Zehntausende in Köln gegen die »Diktatur Erdogans«
Überall ist Taksim: Demonstration durch die Innenstadt wegen unerwartet großen Andrangs abgesagt / SPD-Politikerin Özoguz auf Distanz zum Demo-Motto
Köln (Agenturen/nd). In Köln haben sich am Samstag zehntausende Menschen versammelt, um gegen die Polizeigewalt in der Türkei und die Regierung von Ministerpräsident Recep Tayyip Erdogan zu demonstrieren. Zu dem Protestmarsch unter der Überschrift »Überall ist Taksim - überall ist Widerstand« hatten die Veranstalter mehr als 30.000 Teilnehmer erwartet; im Internet machten bereits am frühen Nachmittag Meldungen die Runde, wonach deutlich Menschen dem Aufruf gefolgt seien. Die Organisatoren sprachen dann später von rund 100.000 Teilnehmern. Der Protestzug durch die Innenstadt musste aufgrund der großen Anzahl an Demonstranten abgesagt werden, berichteten Medien von vor Ort.

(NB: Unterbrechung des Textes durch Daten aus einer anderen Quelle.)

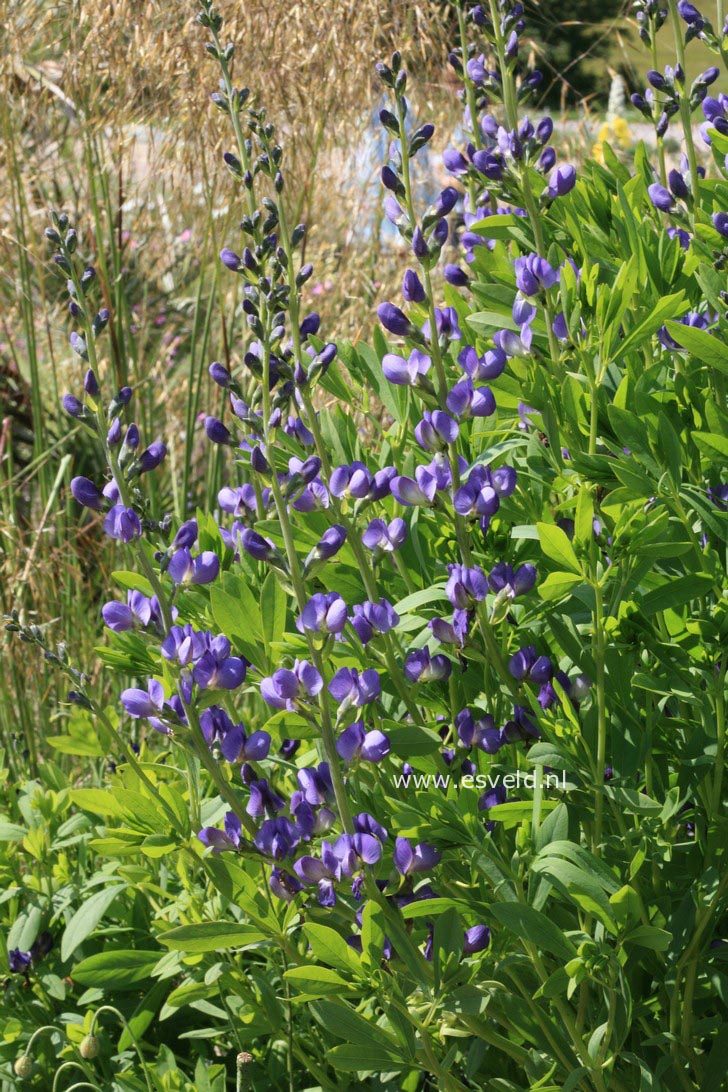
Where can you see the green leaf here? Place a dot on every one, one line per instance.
(11, 832)
(133, 582)
(98, 802)
(330, 946)
(273, 612)
(87, 917)
(117, 971)
(676, 593)
(211, 937)
(649, 936)
(709, 442)
(557, 547)
(558, 584)
(350, 1059)
(535, 926)
(339, 1019)
(708, 348)
(317, 981)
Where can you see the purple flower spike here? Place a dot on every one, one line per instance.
(561, 181)
(720, 223)
(286, 687)
(348, 688)
(421, 667)
(405, 372)
(143, 703)
(277, 838)
(323, 614)
(221, 840)
(476, 939)
(87, 494)
(394, 320)
(185, 569)
(379, 535)
(660, 198)
(465, 586)
(355, 742)
(122, 523)
(534, 274)
(417, 490)
(230, 259)
(419, 858)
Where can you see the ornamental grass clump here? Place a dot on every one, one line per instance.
(425, 711)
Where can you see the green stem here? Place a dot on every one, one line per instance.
(684, 103)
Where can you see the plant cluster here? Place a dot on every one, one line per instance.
(359, 673)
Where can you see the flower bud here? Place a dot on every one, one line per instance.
(23, 1065)
(88, 1048)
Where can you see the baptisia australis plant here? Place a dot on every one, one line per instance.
(391, 629)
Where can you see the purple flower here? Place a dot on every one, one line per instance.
(284, 885)
(502, 577)
(329, 545)
(122, 523)
(286, 687)
(660, 197)
(230, 259)
(324, 613)
(263, 800)
(419, 858)
(720, 223)
(479, 368)
(481, 733)
(19, 961)
(412, 287)
(405, 372)
(417, 490)
(421, 667)
(355, 742)
(87, 494)
(436, 430)
(534, 274)
(561, 181)
(354, 481)
(394, 320)
(120, 617)
(152, 457)
(465, 586)
(144, 703)
(221, 840)
(445, 323)
(379, 535)
(277, 838)
(476, 939)
(370, 619)
(350, 688)
(261, 549)
(465, 400)
(185, 569)
(234, 743)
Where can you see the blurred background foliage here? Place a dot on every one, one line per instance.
(105, 114)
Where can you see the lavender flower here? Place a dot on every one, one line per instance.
(185, 569)
(221, 840)
(122, 523)
(324, 613)
(286, 688)
(379, 535)
(419, 858)
(421, 667)
(355, 743)
(350, 688)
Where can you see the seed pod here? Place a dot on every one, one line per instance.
(23, 1066)
(88, 1047)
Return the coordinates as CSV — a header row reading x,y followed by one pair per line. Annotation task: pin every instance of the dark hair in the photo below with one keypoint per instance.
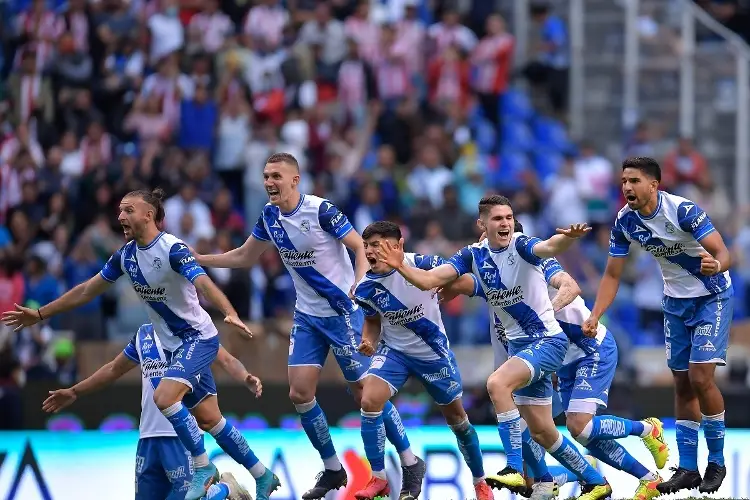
x,y
383,228
283,158
648,166
486,203
154,198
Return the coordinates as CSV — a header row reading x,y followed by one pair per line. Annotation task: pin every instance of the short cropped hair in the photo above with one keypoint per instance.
x,y
486,203
648,166
382,228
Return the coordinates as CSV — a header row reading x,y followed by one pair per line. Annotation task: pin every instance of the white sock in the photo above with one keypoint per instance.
x,y
332,463
407,457
201,460
649,477
258,470
647,428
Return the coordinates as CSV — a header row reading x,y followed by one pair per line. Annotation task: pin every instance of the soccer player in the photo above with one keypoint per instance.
x,y
507,266
165,275
697,309
164,467
412,342
312,237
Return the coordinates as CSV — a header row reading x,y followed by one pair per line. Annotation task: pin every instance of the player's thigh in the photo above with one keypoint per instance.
x,y
308,347
151,483
344,334
178,466
387,367
190,361
710,325
440,378
677,338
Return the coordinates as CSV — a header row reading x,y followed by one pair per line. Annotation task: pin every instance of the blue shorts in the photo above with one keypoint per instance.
x,y
191,365
696,330
163,469
440,376
543,356
584,383
313,336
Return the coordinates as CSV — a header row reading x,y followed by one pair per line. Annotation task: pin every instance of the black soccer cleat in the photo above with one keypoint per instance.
x,y
411,480
682,479
327,480
713,478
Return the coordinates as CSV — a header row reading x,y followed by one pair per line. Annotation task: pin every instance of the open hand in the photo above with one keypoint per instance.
x,y
366,348
21,317
390,255
237,322
709,265
58,400
253,383
575,230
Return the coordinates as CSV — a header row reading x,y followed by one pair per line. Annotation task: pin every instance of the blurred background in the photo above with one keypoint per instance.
x,y
408,110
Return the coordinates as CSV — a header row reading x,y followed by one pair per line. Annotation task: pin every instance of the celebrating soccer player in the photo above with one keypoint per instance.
x,y
312,237
165,275
408,323
508,268
163,468
697,309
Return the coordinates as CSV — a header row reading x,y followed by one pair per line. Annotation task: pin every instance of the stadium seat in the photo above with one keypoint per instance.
x,y
517,105
517,135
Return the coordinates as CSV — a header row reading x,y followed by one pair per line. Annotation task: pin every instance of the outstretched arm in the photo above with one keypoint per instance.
x,y
103,377
245,256
560,242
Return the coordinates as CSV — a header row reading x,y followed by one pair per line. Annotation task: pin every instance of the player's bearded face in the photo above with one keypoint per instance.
x,y
498,224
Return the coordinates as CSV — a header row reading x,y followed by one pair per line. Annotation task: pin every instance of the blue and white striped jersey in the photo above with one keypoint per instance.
x,y
512,281
146,349
309,243
410,318
672,234
162,274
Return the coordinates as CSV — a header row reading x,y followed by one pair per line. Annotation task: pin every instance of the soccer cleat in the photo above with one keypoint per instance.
x,y
595,491
647,489
375,488
508,478
203,478
713,478
655,443
266,484
326,481
483,491
411,480
544,491
682,479
236,490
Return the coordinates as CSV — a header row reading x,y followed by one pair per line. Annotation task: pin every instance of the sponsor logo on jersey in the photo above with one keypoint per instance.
x,y
293,258
404,316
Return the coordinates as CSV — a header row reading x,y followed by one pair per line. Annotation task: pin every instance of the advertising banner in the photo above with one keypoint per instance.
x,y
93,465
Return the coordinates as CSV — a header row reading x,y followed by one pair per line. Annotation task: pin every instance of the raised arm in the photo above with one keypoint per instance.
x,y
237,371
103,377
560,242
242,257
79,295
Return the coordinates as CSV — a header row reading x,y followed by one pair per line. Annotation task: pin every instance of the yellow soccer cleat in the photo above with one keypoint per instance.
x,y
647,489
655,443
595,492
510,479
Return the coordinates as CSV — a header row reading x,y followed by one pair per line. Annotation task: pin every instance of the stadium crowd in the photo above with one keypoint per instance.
x,y
394,111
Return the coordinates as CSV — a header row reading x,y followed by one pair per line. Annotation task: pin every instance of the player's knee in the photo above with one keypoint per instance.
x,y
701,378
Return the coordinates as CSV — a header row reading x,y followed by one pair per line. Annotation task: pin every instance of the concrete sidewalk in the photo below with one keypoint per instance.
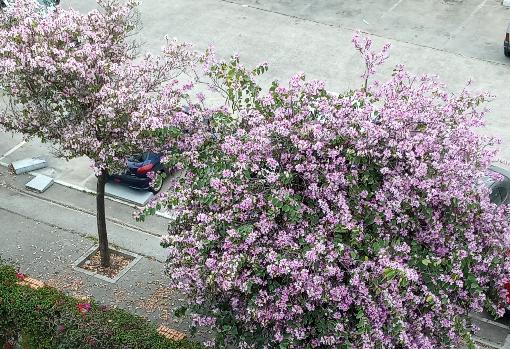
x,y
43,237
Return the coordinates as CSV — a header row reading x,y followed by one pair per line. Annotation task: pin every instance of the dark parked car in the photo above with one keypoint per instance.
x,y
138,166
500,194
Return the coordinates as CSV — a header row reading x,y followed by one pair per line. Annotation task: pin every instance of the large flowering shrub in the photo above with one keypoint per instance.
x,y
308,220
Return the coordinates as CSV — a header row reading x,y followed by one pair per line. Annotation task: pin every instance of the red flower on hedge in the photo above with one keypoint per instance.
x,y
83,308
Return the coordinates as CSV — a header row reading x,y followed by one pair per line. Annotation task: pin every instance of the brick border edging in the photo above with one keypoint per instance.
x,y
163,330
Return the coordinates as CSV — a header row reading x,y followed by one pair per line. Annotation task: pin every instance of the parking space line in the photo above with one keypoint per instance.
x,y
391,8
13,149
468,18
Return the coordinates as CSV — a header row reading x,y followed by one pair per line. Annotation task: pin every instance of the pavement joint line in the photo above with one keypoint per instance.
x,y
491,322
89,191
72,231
13,149
81,210
364,32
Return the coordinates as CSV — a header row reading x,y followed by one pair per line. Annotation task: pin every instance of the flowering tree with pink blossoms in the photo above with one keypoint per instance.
x,y
310,220
76,80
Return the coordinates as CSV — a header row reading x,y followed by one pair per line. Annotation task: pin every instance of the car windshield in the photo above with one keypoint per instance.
x,y
136,157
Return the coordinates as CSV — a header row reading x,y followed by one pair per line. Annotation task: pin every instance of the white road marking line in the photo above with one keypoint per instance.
x,y
391,8
463,24
13,149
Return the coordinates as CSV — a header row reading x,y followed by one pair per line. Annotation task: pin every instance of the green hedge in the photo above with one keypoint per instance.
x,y
47,318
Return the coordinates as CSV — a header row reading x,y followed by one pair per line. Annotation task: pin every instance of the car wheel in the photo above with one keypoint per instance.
x,y
156,189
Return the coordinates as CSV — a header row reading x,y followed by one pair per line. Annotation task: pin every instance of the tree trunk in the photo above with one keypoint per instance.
x,y
104,252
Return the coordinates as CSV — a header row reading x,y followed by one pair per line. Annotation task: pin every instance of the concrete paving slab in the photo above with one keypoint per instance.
x,y
40,183
27,165
83,223
8,141
46,252
137,197
490,333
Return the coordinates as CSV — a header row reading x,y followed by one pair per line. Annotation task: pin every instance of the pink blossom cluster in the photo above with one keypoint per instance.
x,y
76,80
355,221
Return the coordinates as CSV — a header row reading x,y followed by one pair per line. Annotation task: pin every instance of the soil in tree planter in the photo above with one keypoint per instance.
x,y
118,261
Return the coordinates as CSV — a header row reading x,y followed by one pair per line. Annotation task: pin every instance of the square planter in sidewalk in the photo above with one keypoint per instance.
x,y
87,263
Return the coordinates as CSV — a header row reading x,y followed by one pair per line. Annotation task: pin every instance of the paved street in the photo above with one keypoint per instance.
x,y
455,39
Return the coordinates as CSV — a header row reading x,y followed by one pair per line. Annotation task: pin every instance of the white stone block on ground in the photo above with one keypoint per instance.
x,y
40,183
119,191
27,165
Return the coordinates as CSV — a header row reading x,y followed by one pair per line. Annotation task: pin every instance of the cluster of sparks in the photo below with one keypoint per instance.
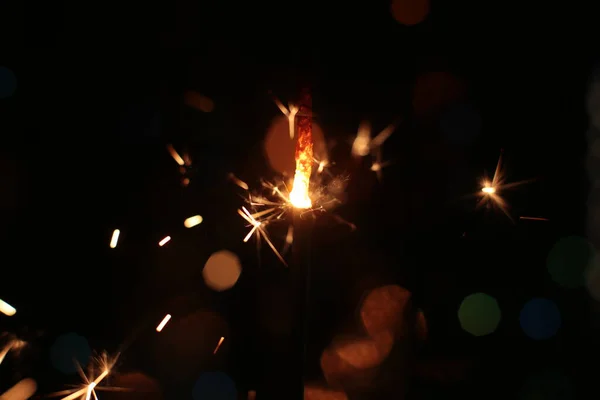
x,y
314,189
491,192
101,366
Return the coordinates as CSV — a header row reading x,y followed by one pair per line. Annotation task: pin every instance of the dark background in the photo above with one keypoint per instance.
x,y
101,94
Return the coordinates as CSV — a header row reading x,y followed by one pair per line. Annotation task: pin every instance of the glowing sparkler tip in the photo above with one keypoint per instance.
x,y
299,198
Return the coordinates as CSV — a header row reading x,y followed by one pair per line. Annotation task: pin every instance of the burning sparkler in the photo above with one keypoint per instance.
x,y
312,190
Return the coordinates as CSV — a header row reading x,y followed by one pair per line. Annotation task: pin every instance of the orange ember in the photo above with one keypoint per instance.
x,y
299,196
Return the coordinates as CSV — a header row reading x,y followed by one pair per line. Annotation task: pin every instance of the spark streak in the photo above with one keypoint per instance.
x,y
90,386
115,238
7,309
175,155
162,324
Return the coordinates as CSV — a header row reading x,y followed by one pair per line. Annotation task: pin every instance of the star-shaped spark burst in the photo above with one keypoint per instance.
x,y
98,370
491,191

Die Kölner Polizei sprach von einem "erfreulich friedlichen Verlauf" der Kundgebung. Die Demonstranten, die aus ganz Deutschland angereist waren, hielten unter anderem eine Schweigeminute ab "für alle, die ihr Leben für Freiheit und Demokratie geopfert haben". Auf dem Kölner Heumarkt trugen Menschen Transparente mit Aufschriften wie „Demokratie, Glaubensfreiheit, Meinungsfreiheit“ und „Erdogan, der Wolf im Schafspelz“. Organisiert wurde die Kundgebung von der Alevitischen Gemeinde Deutschland. Die Aleviten - eine liberale islamische Gemeinschaft - haben in den vergangenen Wochen schon mehrfach das harte Vorgehen der türkischen Polizei gegen Demonstranten in Istanbul angeprangert. Die Glaubensgemeinschaft, der etwa 15 bis 25 Prozent der Türken angehören, entstand im Mittelalter aus einer Mischung islamischer und nicht-islamischer Einflüsse. Aleviten werfen der Erdogan-Regierung vor, sie an den sunnitischen Islam assimilieren zu wollen. In Deutschland leben etwa 20.000 Aleviten.
Die Kundgebung soll nach Angaben der alevitischen Gemeinde ein Zeichen für Menschenrechte, Demokratie und Toleranz in der Türkei setzen. Der islamisch-konservativen Regierung des türkischen Ministerpräsidenten Erdogan werfen die Aleviten in Deutschland eine autoritäre Politik vor. Mit Bussen reisten auch Aleviten aus sieben weiteren europäischen Staaten an, unter anderem aus Österreich, der Schweiz und Frankreich.
Erwartet werden auch mehrere deutsche Politiker, unter ihnen Linken-Bundestagsfraktionschef Gregor Gysi und Grünen-Parlamentsgeschäftsführer Volker Beck. Während Gysi und Beck auf der Kundgebung sprechen wollen, rückte die SPD davon ab. SPD-Vize Aydan Özoguz ging am Samstag auf Distanz zum Veranstaltungsmotto „Die Diktatur Erdogans abschaffen“. Rund 50 Prozent der Türken hätten Erdogan und seine Partei AKP gewählt, sagte Özoguz am Samstag im Deutschlandradio Kultur. Am Ende müsse natürlich das türkische Volk entscheiden, ob Erdogan weiter regiere oder nicht.